Izetbegovic, the leader of the Party of Democratic Action, SDA, had a clear lead over his nearest rival for the Bosniak presidency seat on Monday morning after 76 per cent of ballots were counted.
However it remains unclear who will take the Serb and Croat presidency seats after Sunday’s polls which also saw voters casting ballots for parliament.
Dragan Covic from the Croatian Democratic Union, HDZBiH, declared that he had won the Croat post, after the Central Electoral Commission announced that he had taken around 20,000 more votes than his nearest challenger.
But his main rival, Martin Raguz of HDZ1990, said he still has a chance to win after all the ballots are counted on Monday.
“When 100 per cent of the votes are processed, I believe I will be a member of the presidency of Bosnia and Herzegovina,” Raguz said.
Meanwhile the Alliance of Independent Social Democrats, SNSD, the governing party in Bosnia’ Serb-led entity Republika Srpska, claimed victory for its candidate for the Serb seat in the tripartite presidency, Zeljka Cvijanovic.
Cvijanovic was leading by a few thousand votes after the Central Electoral Commission counted 52 per cent of the ballots.
But the Party of Democratic Progress, PDP, said that according to its own estimates, its candidate for the Serb seat, Mladen Ivanic, was leading by 235,000 to Cvijanovic’s 231,000.

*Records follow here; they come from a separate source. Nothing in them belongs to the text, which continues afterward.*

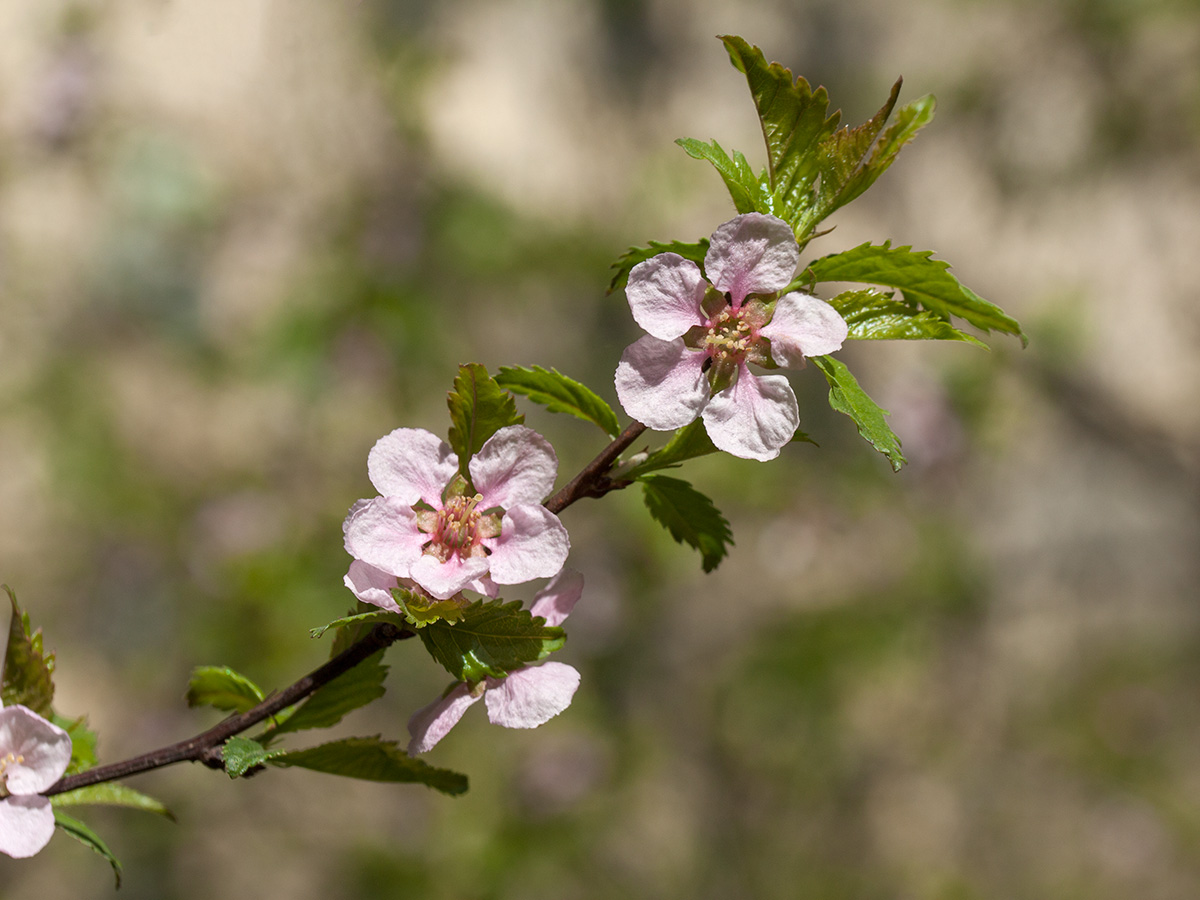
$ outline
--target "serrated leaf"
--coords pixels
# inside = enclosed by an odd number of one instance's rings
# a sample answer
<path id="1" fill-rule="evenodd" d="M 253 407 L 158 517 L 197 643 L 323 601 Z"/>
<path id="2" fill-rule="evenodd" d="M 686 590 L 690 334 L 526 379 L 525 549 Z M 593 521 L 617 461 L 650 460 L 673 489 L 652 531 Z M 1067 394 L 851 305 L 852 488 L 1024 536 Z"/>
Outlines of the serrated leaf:
<path id="1" fill-rule="evenodd" d="M 683 241 L 671 241 L 670 244 L 662 244 L 660 241 L 650 241 L 649 246 L 646 247 L 630 247 L 624 253 L 622 253 L 617 262 L 612 264 L 616 269 L 616 274 L 612 276 L 612 281 L 608 283 L 608 293 L 625 287 L 629 281 L 629 272 L 638 263 L 644 263 L 647 259 L 653 259 L 659 253 L 678 253 L 684 259 L 690 259 L 696 265 L 704 266 L 704 256 L 708 253 L 708 238 L 702 238 L 695 244 L 685 244 Z"/>
<path id="2" fill-rule="evenodd" d="M 187 679 L 187 706 L 245 713 L 263 700 L 263 689 L 229 666 L 197 666 Z"/>
<path id="3" fill-rule="evenodd" d="M 372 610 L 371 612 L 360 612 L 354 616 L 343 616 L 342 618 L 334 619 L 328 625 L 322 625 L 320 628 L 311 628 L 308 629 L 308 636 L 322 637 L 331 628 L 344 629 L 356 625 L 373 625 L 377 622 L 390 622 L 392 625 L 400 625 L 403 628 L 404 617 L 397 612 L 391 612 L 390 610 Z M 346 648 L 343 647 L 342 649 Z"/>
<path id="4" fill-rule="evenodd" d="M 404 620 L 413 628 L 425 628 L 434 622 L 458 622 L 467 611 L 461 600 L 434 600 L 432 596 L 416 594 L 404 588 L 392 588 L 392 599 L 403 611 Z"/>
<path id="5" fill-rule="evenodd" d="M 478 362 L 458 366 L 454 390 L 446 395 L 450 407 L 450 446 L 458 455 L 458 472 L 470 480 L 467 463 L 484 443 L 500 428 L 521 425 L 524 416 L 517 412 L 512 395 L 487 374 Z"/>
<path id="6" fill-rule="evenodd" d="M 108 845 L 100 839 L 98 834 L 91 830 L 78 818 L 72 818 L 59 809 L 54 810 L 54 824 L 84 846 L 91 847 L 94 851 L 104 857 L 104 859 L 108 860 L 108 864 L 113 866 L 113 876 L 116 878 L 116 887 L 121 887 L 121 864 L 118 862 L 116 857 L 113 856 L 113 851 L 108 848 Z"/>
<path id="7" fill-rule="evenodd" d="M 347 713 L 382 697 L 385 692 L 383 682 L 388 677 L 383 653 L 379 650 L 367 656 L 354 668 L 318 688 L 292 715 L 272 728 L 266 739 L 274 740 L 278 734 L 292 731 L 328 728 Z"/>
<path id="8" fill-rule="evenodd" d="M 983 331 L 1025 335 L 1016 319 L 988 302 L 949 272 L 949 264 L 932 258 L 932 251 L 913 252 L 893 247 L 892 241 L 862 244 L 811 263 L 804 275 L 811 281 L 850 281 L 896 288 L 914 306 L 931 310 L 942 318 L 958 316 Z"/>
<path id="9" fill-rule="evenodd" d="M 733 544 L 730 523 L 713 502 L 686 481 L 666 475 L 641 479 L 642 498 L 650 516 L 680 544 L 700 551 L 706 572 L 720 565 Z"/>
<path id="10" fill-rule="evenodd" d="M 566 413 L 576 419 L 594 422 L 613 438 L 620 434 L 620 424 L 612 407 L 590 388 L 557 370 L 541 366 L 533 368 L 505 366 L 497 373 L 496 383 L 514 394 L 523 394 L 551 413 Z"/>
<path id="11" fill-rule="evenodd" d="M 48 719 L 54 701 L 54 654 L 42 649 L 41 629 L 30 631 L 29 613 L 17 605 L 17 595 L 12 588 L 7 584 L 0 587 L 4 587 L 12 604 L 0 700 L 6 707 L 19 703 Z"/>
<path id="12" fill-rule="evenodd" d="M 679 138 L 676 143 L 694 160 L 708 160 L 713 163 L 713 168 L 725 181 L 730 197 L 733 198 L 733 206 L 738 212 L 772 214 L 775 211 L 770 188 L 755 175 L 742 151 L 734 150 L 731 158 L 725 152 L 725 148 L 715 140 L 706 144 L 696 138 Z"/>
<path id="13" fill-rule="evenodd" d="M 988 347 L 937 313 L 895 300 L 893 294 L 870 288 L 846 290 L 829 300 L 829 305 L 846 320 L 852 341 L 966 341 Z"/>
<path id="14" fill-rule="evenodd" d="M 460 622 L 434 622 L 418 634 L 434 660 L 460 682 L 472 684 L 486 676 L 503 678 L 545 659 L 566 641 L 563 629 L 538 624 L 520 602 L 502 600 L 474 602 Z"/>
<path id="15" fill-rule="evenodd" d="M 829 406 L 853 419 L 858 433 L 888 457 L 893 470 L 899 472 L 907 460 L 900 452 L 900 438 L 888 427 L 887 410 L 866 395 L 845 362 L 833 356 L 812 356 L 811 360 L 829 382 Z"/>
<path id="16" fill-rule="evenodd" d="M 221 750 L 229 778 L 240 778 L 250 769 L 262 766 L 271 757 L 278 756 L 282 752 L 284 751 L 268 750 L 257 740 L 244 738 L 240 734 L 229 738 Z"/>
<path id="17" fill-rule="evenodd" d="M 116 781 L 106 781 L 100 785 L 77 787 L 74 791 L 67 791 L 66 793 L 56 793 L 50 798 L 50 805 L 126 806 L 128 809 L 139 809 L 144 812 L 154 812 L 158 816 L 164 816 L 172 822 L 175 821 L 175 816 L 162 804 L 162 802 Z"/>
<path id="18" fill-rule="evenodd" d="M 292 750 L 270 761 L 271 766 L 312 769 L 365 781 L 427 785 L 449 794 L 466 793 L 467 776 L 415 760 L 392 740 L 346 738 L 329 744 Z"/>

“The sample used by the Central Electoral Commission is not big enough, that’s only half of processed polling stations, and we are sure about our data,” said Igor Crnadak of the PDP.

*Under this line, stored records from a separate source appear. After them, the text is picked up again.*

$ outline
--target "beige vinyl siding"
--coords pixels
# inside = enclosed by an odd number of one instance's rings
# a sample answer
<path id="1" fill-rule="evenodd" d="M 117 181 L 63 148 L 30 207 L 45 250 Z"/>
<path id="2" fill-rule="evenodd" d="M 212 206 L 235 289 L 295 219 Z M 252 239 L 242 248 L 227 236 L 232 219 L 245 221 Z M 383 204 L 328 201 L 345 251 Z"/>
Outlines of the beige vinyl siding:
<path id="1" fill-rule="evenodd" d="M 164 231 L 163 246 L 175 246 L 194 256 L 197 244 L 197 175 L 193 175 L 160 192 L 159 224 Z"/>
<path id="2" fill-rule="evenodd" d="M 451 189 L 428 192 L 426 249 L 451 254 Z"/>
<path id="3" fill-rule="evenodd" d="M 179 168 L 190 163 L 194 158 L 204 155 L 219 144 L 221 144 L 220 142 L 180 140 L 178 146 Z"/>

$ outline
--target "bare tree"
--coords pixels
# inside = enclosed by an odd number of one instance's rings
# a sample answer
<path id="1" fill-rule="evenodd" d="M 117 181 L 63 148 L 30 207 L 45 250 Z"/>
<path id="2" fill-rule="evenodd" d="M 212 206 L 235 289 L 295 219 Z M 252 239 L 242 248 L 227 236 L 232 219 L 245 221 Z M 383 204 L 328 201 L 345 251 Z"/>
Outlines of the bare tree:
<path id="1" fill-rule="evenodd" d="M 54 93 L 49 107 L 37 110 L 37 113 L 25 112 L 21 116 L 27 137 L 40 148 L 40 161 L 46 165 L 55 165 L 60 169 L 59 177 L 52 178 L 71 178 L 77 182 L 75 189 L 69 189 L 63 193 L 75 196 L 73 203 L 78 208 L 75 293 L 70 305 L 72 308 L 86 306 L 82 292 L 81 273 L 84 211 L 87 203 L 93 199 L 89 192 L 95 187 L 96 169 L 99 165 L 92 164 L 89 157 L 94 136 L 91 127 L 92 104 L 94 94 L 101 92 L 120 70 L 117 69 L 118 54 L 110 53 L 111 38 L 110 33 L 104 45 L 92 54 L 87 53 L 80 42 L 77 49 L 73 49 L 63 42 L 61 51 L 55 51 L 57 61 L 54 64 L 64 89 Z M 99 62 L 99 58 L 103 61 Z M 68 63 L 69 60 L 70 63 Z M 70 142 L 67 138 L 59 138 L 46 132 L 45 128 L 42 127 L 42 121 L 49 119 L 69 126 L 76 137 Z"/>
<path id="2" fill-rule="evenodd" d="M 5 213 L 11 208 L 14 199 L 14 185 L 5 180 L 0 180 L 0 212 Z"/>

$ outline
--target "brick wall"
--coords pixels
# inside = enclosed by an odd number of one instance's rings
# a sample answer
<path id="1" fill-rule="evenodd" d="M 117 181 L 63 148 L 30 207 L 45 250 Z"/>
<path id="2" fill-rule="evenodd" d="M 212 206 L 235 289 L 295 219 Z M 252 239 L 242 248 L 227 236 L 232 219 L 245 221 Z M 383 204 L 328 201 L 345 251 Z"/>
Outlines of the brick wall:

The Central Electoral Commission said it would declare the results at 2pm local times on Monday.
A total of 3,278,908 voters were eligible to vote but turnout was only 54.14 per cent, two per cent less than at the 2010 polls.
The elections were held on several levels as people voted the tripartite state presidency, the state parliament, the assemblies of Bosnia’s two entities, ten cantonal assemblies within the Federation of Bosnia and Herzegovina and the president of Republika Srpska.
Competing were 50 political parties, 24 coalitions and 24 independent candidates. A total of 7,748 candidates were standing, of whom 42 per cent were women.
Republika Srpska awaits new president
Milorad Dodik from ruling Alliance of Independent Social Democrats, SNSD, has declared that he is leading in the race for the president of Republika Srpska with 12,000 votes more than his main opponent, Ognjen Tadic from the Serb Democratic Party, SDS.
But Tadic also insisted that he was leading the race with a few hundred votes’ advantage, although he said that it would only be clear after the final results are announced by the Central Electoral Commission.
His party counted about 70 per cent of the ballots and claimed that it had won 50.13 per cent of the votes, but said that the difference between the number of votes won by the two candidates was so small that the results could easily change.